第4話
「兄貴ー!兄貴ー!」
ハンナは焦っていた。このまま目を覚さないんじゃないかと。そしてその焦りは冷静さを失わせていた。
「兄貴ー!ダメっすね。こうなったらアレをやるっす!」
ハンナはエンドの胸の上に両手を重ね、圧迫を開始した。そう、心臓マッサージである。しかしながら、エンドの心臓は動いており、呼吸もしていたが。
(この時、エンドは夢の中で老人と話をしていた。)
ハンナは頑張った。息も上がり、涙と鼻水でベトベトになりながらも心臓マッサージを続けた。その結果、ハンナは気づいた。心臓が動いている事に。
「はあ…はあ…はあ…」
息を整えながらハンナはようやく気づいた。息もしている事に。そして思った。あれ?生きてはいるぞ?と。ではなぜ目を覚さないのかと。
「眠っているだけっすかね?でも心配っす…何か病気になってたらどうしようっす…」
(この時、エンドは夢の中で魔法で遊んでいた。)
そんな時に、"怪力"のクダル、またの名を筋肉達磨が現れた。
「鍋返しに来たぜ!ごちそうさんってエンドの奴どうしたんだ?寝てるのか?」
ハンナは思った。筋肉達磨やと。
「そ、そうっすね!疲れてるみたいで寝てるっす!ただ、なかなか目を覚まさないっす…」
「なるほどな、ちと見せてみな」
そう言ってクダルは、エンドの様子を見始めた。手首で脈を取り、体温を確認し、眼球の反応を見た。
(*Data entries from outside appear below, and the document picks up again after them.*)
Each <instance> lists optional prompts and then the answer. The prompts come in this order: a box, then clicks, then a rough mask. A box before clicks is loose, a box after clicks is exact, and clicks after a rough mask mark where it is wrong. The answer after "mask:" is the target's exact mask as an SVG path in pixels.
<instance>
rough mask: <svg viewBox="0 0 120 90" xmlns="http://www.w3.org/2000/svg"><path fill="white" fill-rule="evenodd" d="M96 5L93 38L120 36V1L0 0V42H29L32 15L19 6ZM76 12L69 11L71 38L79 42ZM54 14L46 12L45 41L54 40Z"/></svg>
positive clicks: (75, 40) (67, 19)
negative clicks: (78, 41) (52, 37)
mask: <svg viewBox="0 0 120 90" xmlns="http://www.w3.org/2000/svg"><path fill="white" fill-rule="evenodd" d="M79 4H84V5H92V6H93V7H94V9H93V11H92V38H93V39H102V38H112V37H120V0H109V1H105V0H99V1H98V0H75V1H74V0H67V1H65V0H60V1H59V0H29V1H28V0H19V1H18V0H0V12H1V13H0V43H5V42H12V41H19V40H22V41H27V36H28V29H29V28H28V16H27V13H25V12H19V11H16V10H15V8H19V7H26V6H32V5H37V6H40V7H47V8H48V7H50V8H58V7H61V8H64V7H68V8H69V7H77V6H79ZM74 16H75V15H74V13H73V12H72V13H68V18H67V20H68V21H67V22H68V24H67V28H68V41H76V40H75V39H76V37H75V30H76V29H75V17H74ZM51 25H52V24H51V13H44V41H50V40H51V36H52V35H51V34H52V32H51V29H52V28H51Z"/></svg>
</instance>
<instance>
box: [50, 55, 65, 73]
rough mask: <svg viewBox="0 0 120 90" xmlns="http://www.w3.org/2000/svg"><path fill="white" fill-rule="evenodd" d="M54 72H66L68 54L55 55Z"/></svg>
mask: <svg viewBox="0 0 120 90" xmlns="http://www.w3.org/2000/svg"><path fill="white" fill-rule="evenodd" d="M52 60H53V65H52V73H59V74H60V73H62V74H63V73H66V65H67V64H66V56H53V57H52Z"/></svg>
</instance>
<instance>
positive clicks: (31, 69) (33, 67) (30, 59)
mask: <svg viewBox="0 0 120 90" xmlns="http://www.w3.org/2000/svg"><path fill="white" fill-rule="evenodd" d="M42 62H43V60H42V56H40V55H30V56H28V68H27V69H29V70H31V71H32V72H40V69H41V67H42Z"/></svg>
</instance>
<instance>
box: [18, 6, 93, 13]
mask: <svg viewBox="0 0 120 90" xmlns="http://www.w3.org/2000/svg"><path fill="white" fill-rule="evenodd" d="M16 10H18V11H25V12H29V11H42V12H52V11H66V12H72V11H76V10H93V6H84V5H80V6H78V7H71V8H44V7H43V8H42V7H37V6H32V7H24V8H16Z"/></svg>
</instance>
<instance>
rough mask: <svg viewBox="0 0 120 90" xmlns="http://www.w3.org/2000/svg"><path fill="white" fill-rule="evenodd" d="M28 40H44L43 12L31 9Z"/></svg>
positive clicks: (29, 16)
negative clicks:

その様子を見てハンナは思った。筋肉達磨はインテリ筋肉達磨だったのかと。
「これは、寝てるだけだな。心配はいらねぇよ嬢ちゃん。ただちょっとここだと目立つから端に運んでやるよ。」
ハンナは思った。めっちゃ紳士やんと。筋肉達磨は紳士なインテリ筋肉達磨だったのかと。
「嬢ちゃん、もし起こすなら手伝うけどどうする?」
「お願いするっす!」
ハンナは反射的に答えてしまった。
「嬢ちゃんいつも兄貴って呼んでたよな?じゃあやるぜ?」
そう言ってクダルは上半身裸になった。
ハンナは思った、なぜ脱いだのか?と。そして同時に思った。デカいよ!キレてるよ!と。
その肉体は、まるで美術品のように美しかった。
「いくぜぇ…すぅー…兄貴ー!!!!!」
鍛え上げられた腹筋により底上げされた呼気の強さ。それは声の大きさに影響を与えた。つまり、その声は非常に大きく、辺り一面に響き渡ったのだ。周りに居た動物達は一目散に駆け出し、何事か?と1km以上離れたところにいる人も"アニキ?"と周りを見渡した。
クダルは叫びながら、その強靭な肉体でエンドを揺った。そしてその効果は直ぐにでた。
「ハンナ…すみません、眠ってしまっていました。」
そして、エンドは目を開けた。目の前には…筋肉が広がっていた。